Cloud & MLOps ☁️
Optimising Performance Bottlenecks

Optimizing

Within the context of Ray, optimization refers to the process of improving the speed and efficiency of an application. Distributed systems can be costly to run and maintain due to multiple interconnected components needing to work together consistently and reliably. By optimizing performance, organizations can achieve better results and reduce costs.

Ray has two common types of optimization issues: resource constraints and design anti-patterns.

  1. Resource constraints
  2. Design anti-patterns
    • Small tasks: Ray introduces overhead for managing each task, so if the task takes less than that overhead (around 10 milliseconds), you are likely to see worse performance.
    • Variable durations: Calling ray.get on a batch of tasks with varying durations limits performance to the slowest task.
    • Multi-threaded libraries: When all tasks compete for all resources, you experience contention that prevents runtime improvements.
    • And much more (opens in a new tab).

Each use case comes with its own unique set of challenges to troubleshoot (opens in a new tab). In the following section, you will walk through a known design anti-pattern and practice using the relevant observability tools to profile the bottleneck.

Anti-pattern using ray.get

Consider a scenario where you have a batch of independent tasks that are submitted at the same time. Each task can take a variable amount of time to complete. That is, one task may be completed quickly while another may take a long time.

In this anti-pattern (opens in a new tab), if you were to call ray.get() on the entire batch, your performance would be limited by the longest running task.

The corresponding anti-pattern code is shown below. Pay special attention to the progress bar for tasks as well as the timeline view:

@ray.remote
def sleep_task(i: int) -> int:
    time.sleep(i)
    return i
 
 
def post_processing_step(new_val: int):
    time.sleep(0.5)
 
 
big_sleep_times = [25]
small_sleep_times = [random.random() for _ in range(20)]
SLEEP_TIMES = big_sleep_times + small_sleep_times
 
# Launch remote tasks
refs = [sleep_task.remote(i) for i in SLEEP_TIMES]
for ref in refs:
    # Blocks until this ObjectRef is ready.
    result = ray.get(ref)  # Retrieve result in submission order.
    post_processing_step(result)  # Process the result.

Design pattern using ray.wait()

Instead of calling ray.get() on a batch with variable tasks, use ray.wait() (opens in a new tab) to get the first object reference ready to return and then use ray.get() to retrieve the result.

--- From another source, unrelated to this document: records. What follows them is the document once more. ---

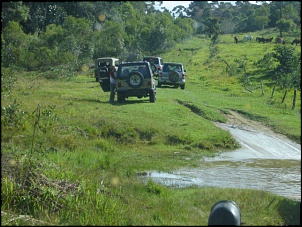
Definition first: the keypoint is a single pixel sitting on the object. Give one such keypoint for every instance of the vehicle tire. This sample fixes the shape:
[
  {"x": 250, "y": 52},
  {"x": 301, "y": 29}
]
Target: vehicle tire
[
  {"x": 120, "y": 98},
  {"x": 135, "y": 79},
  {"x": 152, "y": 96},
  {"x": 174, "y": 76},
  {"x": 153, "y": 68}
]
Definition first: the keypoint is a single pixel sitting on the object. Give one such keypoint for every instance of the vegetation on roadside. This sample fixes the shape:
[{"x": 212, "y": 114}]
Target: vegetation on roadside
[{"x": 70, "y": 158}]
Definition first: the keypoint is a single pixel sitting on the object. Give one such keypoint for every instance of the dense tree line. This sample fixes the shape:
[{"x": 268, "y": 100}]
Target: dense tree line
[{"x": 42, "y": 35}]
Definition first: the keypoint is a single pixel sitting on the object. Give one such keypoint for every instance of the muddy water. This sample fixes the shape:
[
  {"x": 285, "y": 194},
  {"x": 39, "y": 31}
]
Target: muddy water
[{"x": 264, "y": 162}]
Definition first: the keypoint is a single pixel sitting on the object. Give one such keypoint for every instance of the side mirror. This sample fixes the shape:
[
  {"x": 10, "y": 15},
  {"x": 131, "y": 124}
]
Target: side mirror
[{"x": 225, "y": 212}]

In this way, you can apply the post-processing function as soon as a result becomes available instead of having the submission order potentially slow down the pipeline.

A solution to the anti-pattern is shown below.

# Launch remote tasks.
refs = [sleep_task.remote(i) for i in SLEEP_TIMES]
unfinished = refs
while unfinished:
    # Returns the first ObjectRef that is ready.
    finished, unfinished = ray.wait(unfinished, num_returns=1)
    # Retrieve the first ready result.
    result = ray.get(finished[0])
    # Process the result.
    post_processing_step(result)

Summary

The Ray Dashboard offers a range of tools to help you optimize performance and identify performance bottlenecks. It provides a timeline view, progress bar for tasks, and other profiling tools to assist you in improving the speed and efficiency of your application. With these tools, you can analyze different aspects of your application, identify areas for improvement, and resolve any performance issues, ultimately reducing costs.